Thursday, December 22, 2011


 Interview With
D. L. Chance

Katherine Pym

1)  As someone in the entertainment business, you must travel.  Is there a place your heart calls home?
Because it is the first place I knew, the lush Deep South countryside will always hold a very special place in my makeup. But for now, and the foreseeable future, I’m content to live and work mainly in North Texas.

2)  Tell us more about D L Chance.
D.L. Chance is the brash, ambitious, determined, hard-headed extrovert who takes the natural God-given talents, potential and goals of the more introverted Don Chance and brings them to life.

3)  How long have you been writing? 
I’ve enjoyed writing ever since I learned how to line up words in correct rows as a small child. But, even though I wrote hundreds of songs and poems before, I didn’t get serious about writing until 1996, when I wrote my first short Western novel (61,000 words) from start to finish. It took off from there.

4)  How do you develop your characters? 
I just use people I’ve known over the years and in the various places I’ve lived and worked. I might tweak a few individual characteristics here and there for more flavor, but they’re basically just real folks I’ve taken and put into situations with other folks I’ve come across in my time.

5)  What is your genre or genres?  If you have more than one, which do you prefer?
My favorites are Westerns and Science Fiction. I’m equally okay with either the past or the future; anything that takes me away from the relentless present for awhile.

6)   Looking at your title, it sounds like a song.  I almost want to sing.  How does your background in music influence your writings?
Good songs have a certain flow, a certain internal consistency; and I like to get those aspects in my prose. And I want to entertain readers through my novels and short stories the same way I entertain audiences with a song. If I can take them somewhere else, out of their ordinary lives, for awhile – whether it’s with a song or a story – then I’m content that I’ve done my job.

7)  Tell us a little about your new novel Miss Rosalie And The Primrose Fool.
The story is set in the tiny ranching village of Melrose, New Mexico, where my dad was a church pastor for a year when I was a kid, and it includes several actual events that happened there that year. But the relationship between the principal characters is more like the decades-long courtship between my Aunt Patsy and Bill (who was as much family as anyone else officially married into the Chance clan), the man she finally married a few years before she passed away. 
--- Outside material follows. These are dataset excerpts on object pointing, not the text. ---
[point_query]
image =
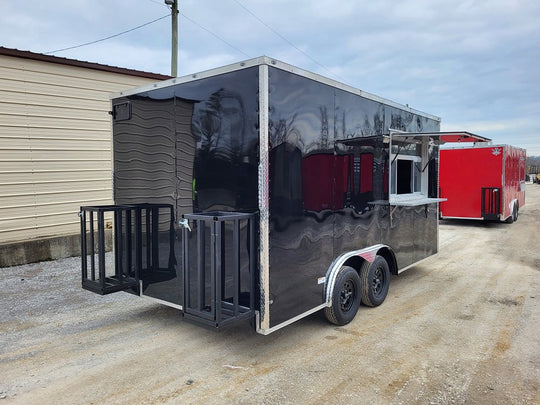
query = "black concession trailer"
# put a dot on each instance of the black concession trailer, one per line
(263, 191)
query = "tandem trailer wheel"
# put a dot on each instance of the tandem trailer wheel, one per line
(345, 297)
(375, 281)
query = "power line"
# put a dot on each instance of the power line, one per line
(109, 37)
(215, 35)
(286, 40)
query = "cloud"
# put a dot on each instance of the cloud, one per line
(472, 63)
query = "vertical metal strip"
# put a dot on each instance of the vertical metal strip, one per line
(138, 244)
(264, 204)
(216, 272)
(101, 249)
(92, 248)
(129, 244)
(201, 262)
(236, 264)
(252, 256)
(83, 246)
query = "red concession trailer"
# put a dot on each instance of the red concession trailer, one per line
(482, 182)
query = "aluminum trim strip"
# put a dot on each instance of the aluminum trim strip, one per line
(267, 331)
(169, 304)
(192, 77)
(264, 204)
(267, 61)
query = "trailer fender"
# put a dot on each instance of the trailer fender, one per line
(367, 254)
(513, 215)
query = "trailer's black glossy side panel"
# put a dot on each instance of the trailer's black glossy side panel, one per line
(193, 146)
(321, 188)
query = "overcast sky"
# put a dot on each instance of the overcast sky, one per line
(474, 63)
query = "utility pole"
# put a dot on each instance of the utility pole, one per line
(174, 36)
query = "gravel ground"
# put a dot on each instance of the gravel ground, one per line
(462, 327)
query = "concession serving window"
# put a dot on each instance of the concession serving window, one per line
(414, 159)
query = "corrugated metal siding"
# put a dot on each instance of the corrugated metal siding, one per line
(55, 144)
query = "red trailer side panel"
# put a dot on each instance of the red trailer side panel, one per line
(514, 178)
(463, 173)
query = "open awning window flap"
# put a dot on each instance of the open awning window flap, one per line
(450, 137)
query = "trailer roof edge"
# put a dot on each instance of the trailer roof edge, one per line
(265, 60)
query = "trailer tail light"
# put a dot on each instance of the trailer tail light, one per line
(491, 203)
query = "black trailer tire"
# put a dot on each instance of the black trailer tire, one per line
(375, 279)
(513, 216)
(345, 297)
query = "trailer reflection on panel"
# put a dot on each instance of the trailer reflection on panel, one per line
(261, 191)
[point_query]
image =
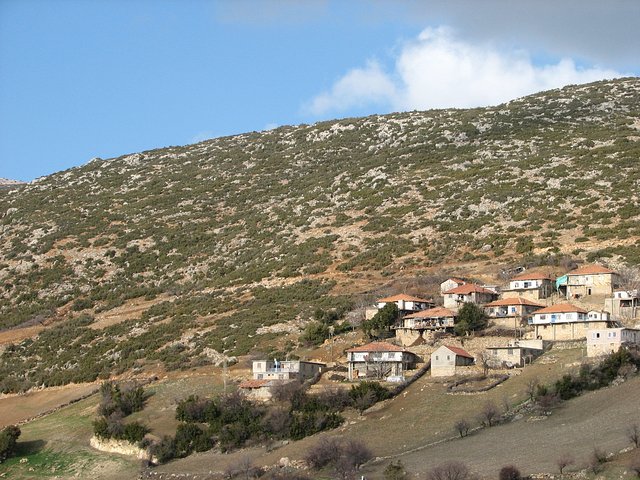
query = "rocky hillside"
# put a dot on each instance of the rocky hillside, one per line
(233, 234)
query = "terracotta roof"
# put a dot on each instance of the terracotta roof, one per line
(402, 296)
(377, 347)
(469, 288)
(531, 276)
(459, 351)
(253, 383)
(432, 313)
(590, 270)
(513, 301)
(561, 308)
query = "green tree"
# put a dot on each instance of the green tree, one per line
(8, 438)
(382, 321)
(471, 318)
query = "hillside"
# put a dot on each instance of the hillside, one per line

8)  Where do you write your stories?  Are you tucked away in a quiet nook, or elsewhere?
My wife, Sharon (Sharon Galligar Chance, also a writer and prolific book reviewer), and I have desks sitting face-to-face in our home office, and it’s nice to occasionally catch each other’s eye over the top of our monitors while we’re working. We can also bounce ideas and phrases off each other that way, which makes our writing better.

9)  From all your experiences, have you found any certain truths that guide you through life?  Do you try to impart any wisdom in your stories?
The only truth I live by is the idea that my ultimate success or failure, no matter what I’m involved in, is entirely up to me. Failing is a lot easier than succeeding, but succeeding is a lot more fun – and I’m all about having fun! The only wisdom I pass along in my stories is whatever wisdom my characters impart from their point of view. It’s their story, after all, and I’m just the guy putting it down in words.

10)  Tell us something about your next project.
HENRY 401 is about a legendary gun from the Civil War – number 401 from a lot of 400 special-order Henry rifles – and how two modern-day antiquities experts are hired to search through history for it and maybe solve the mystery of its unlikely serial number; if they can survive the search.